Friday 20 September 2013

Dad Envy

I want to be a dad.  They have a way better gig.   Everyone is continually complementing my husband on his fathering skills.  Don't get me wrong I do think he is pretty good; but, for the amount of praise he receives he should be offering "how to" classes. 

In today's society, it is my belief that in most two parent homes both parents work and are required to do so in order to live.  However, this has not always been the case.  In the past when many women were working in the home they became primary caregivers for children and thus dads were perhaps slightly less involved in day to day care-taking.  Fast forward to our present, and dad's no longer have a choice; they must have greater involvement in daily tasks as both parents are working outside the home.  However, older society members (boomers) who make up a large portion of our population are not exactly 100% used to this reality yet.

This is why I think it is a prime time to be a dad.  Things that my husband does with my children are praised; however, if I were to do the same, harsh judgement would be cast upon me.  Example, if a "dad" uses his sleeve to wipe a booger soaked face he is being resourceful; but, if a "mom" does the same she is so unprepared.

Since having children this double standard has been driving me crazy.  I cannot count the number of times that someone has said to me "wow, he is really good with your kids".  In the beginning I would just smile and say yeah even though secretly inside I was really annoyed by the comment.  Now my response is "I know, right? I thought he was going to be a dead beat too, but I thought hey what they hell, let's give it a try anyway".    Or sometimes I say "Yeah well they are his".  Clearly, before we had children and I married him I did give it some thought.   I mean really people!

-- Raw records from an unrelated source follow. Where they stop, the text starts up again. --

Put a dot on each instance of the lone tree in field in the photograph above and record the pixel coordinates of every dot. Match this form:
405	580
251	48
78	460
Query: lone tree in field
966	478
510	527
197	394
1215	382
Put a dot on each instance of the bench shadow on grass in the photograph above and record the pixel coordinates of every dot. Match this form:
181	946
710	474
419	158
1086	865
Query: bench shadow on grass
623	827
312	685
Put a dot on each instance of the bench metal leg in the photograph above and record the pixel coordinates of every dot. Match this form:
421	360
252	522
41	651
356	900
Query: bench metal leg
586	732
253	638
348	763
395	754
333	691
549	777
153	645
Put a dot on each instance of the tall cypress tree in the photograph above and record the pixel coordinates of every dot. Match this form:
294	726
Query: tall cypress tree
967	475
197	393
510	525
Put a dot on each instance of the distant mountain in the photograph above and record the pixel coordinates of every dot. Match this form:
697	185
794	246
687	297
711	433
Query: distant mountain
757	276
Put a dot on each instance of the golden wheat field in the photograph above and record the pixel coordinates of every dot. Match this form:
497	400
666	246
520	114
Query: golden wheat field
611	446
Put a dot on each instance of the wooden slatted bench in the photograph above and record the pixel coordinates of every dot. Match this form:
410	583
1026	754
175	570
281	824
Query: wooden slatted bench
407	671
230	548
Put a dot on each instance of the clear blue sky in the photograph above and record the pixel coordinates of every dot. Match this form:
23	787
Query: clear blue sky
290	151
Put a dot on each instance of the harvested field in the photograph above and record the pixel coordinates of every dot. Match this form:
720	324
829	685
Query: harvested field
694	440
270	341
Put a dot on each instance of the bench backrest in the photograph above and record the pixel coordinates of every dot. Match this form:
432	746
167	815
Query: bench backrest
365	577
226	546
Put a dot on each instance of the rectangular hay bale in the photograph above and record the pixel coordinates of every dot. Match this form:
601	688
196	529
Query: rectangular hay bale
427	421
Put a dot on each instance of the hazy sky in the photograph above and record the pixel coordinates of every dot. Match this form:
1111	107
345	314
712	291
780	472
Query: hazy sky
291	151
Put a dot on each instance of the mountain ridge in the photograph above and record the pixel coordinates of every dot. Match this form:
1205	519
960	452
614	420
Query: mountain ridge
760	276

Another annoying matter is the shock, then amazement, then approving smiles he gets once someone learns he has his own diaper bag.  Somehow, the bag is a symbol for people, correlating to the amount of involvement he has in our children's lives.  He did not want to carry the bag I chose, nor did I want to share the bag I knew I would be carrying for the next 3-4 years.  It is just a bag!  He takes our children out of our home and does not carry a purse, requires diapers & wipes and therefore has a vessel to put these items in.  Again, it is just a bag and it isn't even that nice of one.

All this aside, I do believe there is light at the end of this tunnel.  I believe that as time goes by expectations will be raised for dads as well.  In the future they will face the same sideways glazes that moms receive when brushing dirt off of our children's snacks and then handing it back to them.


But until that happens I want the "dad" job!